Abstract:In this paper, we present contemporary techniques for visualising the feature space of a deep learning image classification neural network. These techniques are viewed in the context of a feed-forward network trained to classify low resolution fluorescence images of white blood cells captured using optofluidic imaging. The model has two output classes corresponding to two different cell types, which are often difficult to distinguish by eye. This paper has two major sections. The first looks to develop the information space presented by dimension reduction techniques, such as t-SNE, used to embed high-dimensional pre-softmax layer activations into a two-dimensional plane.
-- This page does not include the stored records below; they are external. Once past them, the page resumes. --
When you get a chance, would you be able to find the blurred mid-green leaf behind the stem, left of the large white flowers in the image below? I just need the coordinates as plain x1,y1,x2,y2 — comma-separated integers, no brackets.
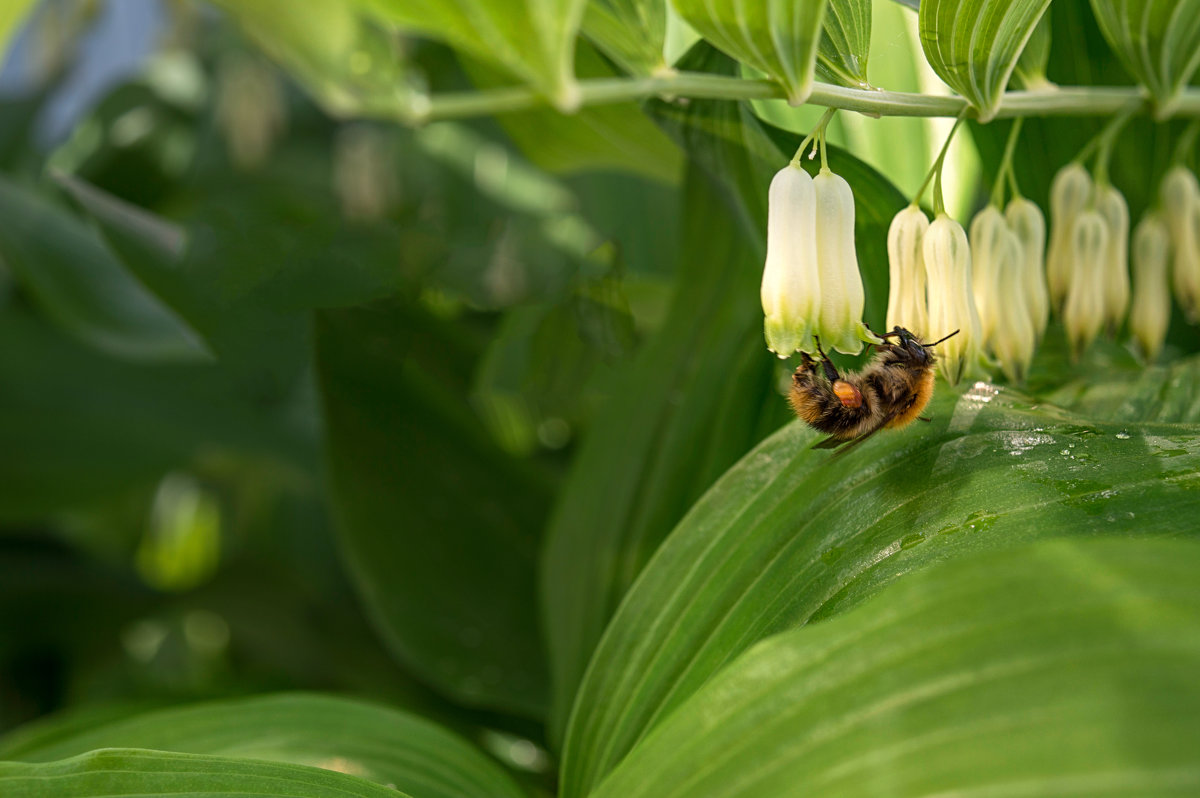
464,42,682,184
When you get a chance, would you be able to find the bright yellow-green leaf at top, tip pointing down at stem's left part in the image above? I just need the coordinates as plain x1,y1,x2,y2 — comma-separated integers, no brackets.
367,0,586,112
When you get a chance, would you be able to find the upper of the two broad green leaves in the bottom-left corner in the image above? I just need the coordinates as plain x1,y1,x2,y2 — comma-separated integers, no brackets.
0,694,524,798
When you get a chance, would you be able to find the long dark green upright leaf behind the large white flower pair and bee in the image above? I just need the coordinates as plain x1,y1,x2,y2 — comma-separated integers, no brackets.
542,44,905,738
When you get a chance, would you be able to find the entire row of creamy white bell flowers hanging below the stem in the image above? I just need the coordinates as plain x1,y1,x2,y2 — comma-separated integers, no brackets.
762,146,1200,384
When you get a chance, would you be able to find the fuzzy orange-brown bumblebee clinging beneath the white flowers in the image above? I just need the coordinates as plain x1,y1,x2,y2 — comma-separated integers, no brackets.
788,326,958,451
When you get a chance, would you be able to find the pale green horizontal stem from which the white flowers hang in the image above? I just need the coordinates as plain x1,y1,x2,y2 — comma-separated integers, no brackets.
408,72,1200,121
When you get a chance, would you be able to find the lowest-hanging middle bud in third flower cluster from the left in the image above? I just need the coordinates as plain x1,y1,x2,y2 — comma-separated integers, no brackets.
972,228,1037,383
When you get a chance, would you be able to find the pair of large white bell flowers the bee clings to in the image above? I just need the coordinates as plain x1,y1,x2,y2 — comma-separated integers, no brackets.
762,163,877,358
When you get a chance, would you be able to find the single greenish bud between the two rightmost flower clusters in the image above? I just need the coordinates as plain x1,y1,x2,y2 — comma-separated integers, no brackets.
1129,212,1171,360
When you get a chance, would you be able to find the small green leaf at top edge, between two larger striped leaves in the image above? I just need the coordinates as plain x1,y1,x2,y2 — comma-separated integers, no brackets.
583,0,667,76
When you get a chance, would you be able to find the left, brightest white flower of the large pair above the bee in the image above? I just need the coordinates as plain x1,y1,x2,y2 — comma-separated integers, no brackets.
761,164,820,358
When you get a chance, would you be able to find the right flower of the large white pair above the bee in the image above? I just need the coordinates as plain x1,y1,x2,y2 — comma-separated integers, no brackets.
812,168,877,355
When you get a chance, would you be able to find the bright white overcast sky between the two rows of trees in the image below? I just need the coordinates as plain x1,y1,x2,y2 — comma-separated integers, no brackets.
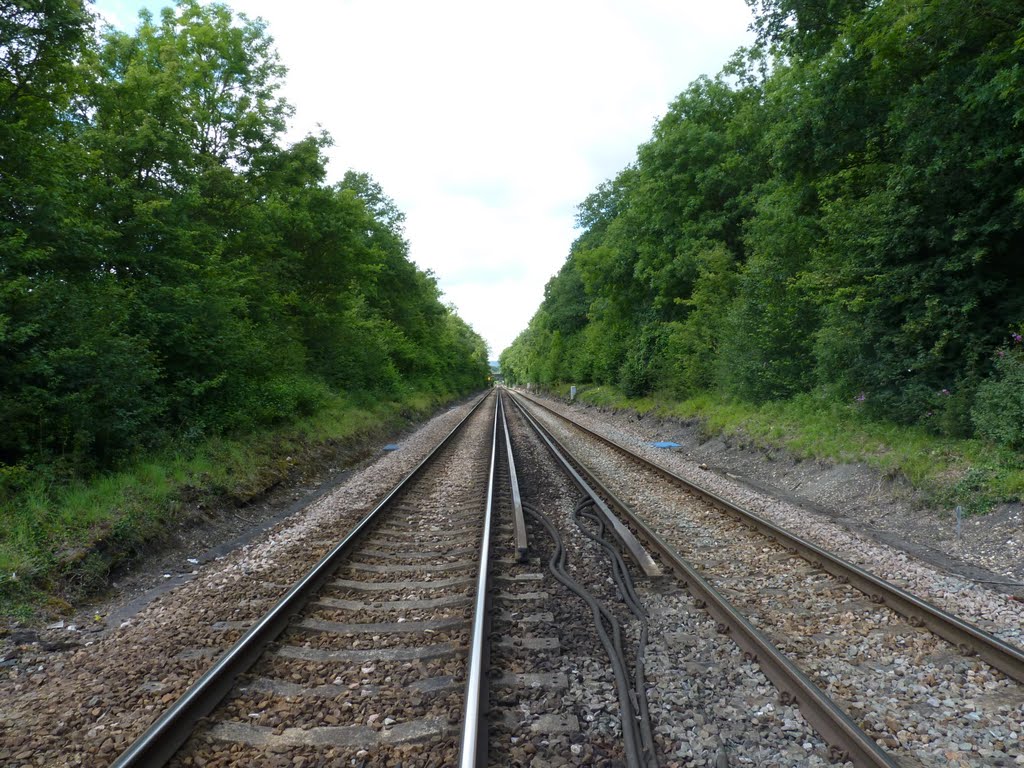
94,0,752,358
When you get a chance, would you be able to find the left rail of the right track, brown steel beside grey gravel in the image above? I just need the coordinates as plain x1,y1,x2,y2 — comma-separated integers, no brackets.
512,395,898,768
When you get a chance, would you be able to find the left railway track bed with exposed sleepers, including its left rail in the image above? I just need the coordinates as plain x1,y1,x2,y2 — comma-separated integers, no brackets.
114,396,495,766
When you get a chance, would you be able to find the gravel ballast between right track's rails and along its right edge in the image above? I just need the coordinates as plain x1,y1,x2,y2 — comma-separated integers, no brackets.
520,393,1024,766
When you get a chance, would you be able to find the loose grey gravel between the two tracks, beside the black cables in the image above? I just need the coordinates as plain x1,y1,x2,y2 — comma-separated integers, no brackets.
508,397,843,768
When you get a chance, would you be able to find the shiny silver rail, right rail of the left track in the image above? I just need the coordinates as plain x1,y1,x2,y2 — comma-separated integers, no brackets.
459,393,501,768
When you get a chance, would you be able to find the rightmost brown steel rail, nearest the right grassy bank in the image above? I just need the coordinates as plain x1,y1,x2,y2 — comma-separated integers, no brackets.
519,393,1024,683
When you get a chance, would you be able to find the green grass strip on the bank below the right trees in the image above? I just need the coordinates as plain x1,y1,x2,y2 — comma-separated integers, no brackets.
569,386,1024,514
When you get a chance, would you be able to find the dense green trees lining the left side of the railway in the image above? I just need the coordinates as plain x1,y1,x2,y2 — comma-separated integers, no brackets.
0,0,487,479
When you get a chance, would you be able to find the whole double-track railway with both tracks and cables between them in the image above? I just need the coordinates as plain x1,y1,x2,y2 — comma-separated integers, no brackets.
81,393,1024,768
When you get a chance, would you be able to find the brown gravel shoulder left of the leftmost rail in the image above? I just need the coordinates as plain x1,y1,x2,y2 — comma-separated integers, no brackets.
0,403,483,768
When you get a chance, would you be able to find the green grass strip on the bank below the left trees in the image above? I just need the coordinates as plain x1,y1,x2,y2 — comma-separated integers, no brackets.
0,387,454,622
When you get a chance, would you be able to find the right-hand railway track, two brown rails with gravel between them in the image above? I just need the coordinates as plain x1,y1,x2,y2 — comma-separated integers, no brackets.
509,391,1024,766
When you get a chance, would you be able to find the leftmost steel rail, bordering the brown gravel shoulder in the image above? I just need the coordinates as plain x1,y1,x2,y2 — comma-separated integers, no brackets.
111,392,489,768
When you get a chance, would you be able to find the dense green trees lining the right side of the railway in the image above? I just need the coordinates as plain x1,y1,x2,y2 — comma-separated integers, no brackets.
502,0,1024,447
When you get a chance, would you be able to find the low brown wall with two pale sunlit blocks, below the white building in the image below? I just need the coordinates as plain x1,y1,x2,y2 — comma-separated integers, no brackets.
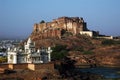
0,63,54,70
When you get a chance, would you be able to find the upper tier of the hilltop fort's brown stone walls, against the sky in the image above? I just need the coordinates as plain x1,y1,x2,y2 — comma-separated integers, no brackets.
34,17,86,32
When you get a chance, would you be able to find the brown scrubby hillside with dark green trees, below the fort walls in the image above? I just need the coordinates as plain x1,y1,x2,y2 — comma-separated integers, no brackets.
30,34,120,66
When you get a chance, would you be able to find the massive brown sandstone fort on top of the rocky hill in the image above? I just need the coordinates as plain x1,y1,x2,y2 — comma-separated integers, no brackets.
32,17,88,39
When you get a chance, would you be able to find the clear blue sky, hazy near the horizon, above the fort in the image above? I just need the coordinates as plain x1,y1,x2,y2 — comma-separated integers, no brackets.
0,0,120,38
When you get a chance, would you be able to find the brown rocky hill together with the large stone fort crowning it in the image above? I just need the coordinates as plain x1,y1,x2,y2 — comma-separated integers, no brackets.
30,17,120,66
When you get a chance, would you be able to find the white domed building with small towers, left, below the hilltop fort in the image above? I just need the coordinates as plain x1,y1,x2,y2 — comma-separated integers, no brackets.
8,38,52,64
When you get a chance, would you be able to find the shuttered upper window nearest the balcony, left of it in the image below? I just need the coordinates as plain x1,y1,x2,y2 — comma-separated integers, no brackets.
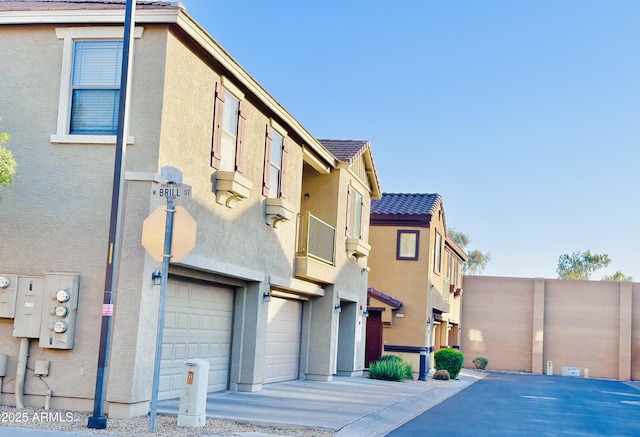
262,120,288,199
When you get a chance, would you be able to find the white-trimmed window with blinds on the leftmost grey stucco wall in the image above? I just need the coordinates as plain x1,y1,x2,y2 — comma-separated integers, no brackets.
50,27,143,144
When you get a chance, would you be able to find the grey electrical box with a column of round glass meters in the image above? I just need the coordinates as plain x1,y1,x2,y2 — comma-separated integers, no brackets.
39,273,80,349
The second section looks at feature visualisation by optimisation to generate feature images representing the learned features of the network. Using and developing these techniques we visualise class separation and structures within the dataset at various depths using clustering algorithms and feature images; track the development of feature complexity as we ascend the network; and begin to extract the features the network has learnt by modulating single-channel feature images with up-scaled neuron activation maps to distinguish their most salient parts.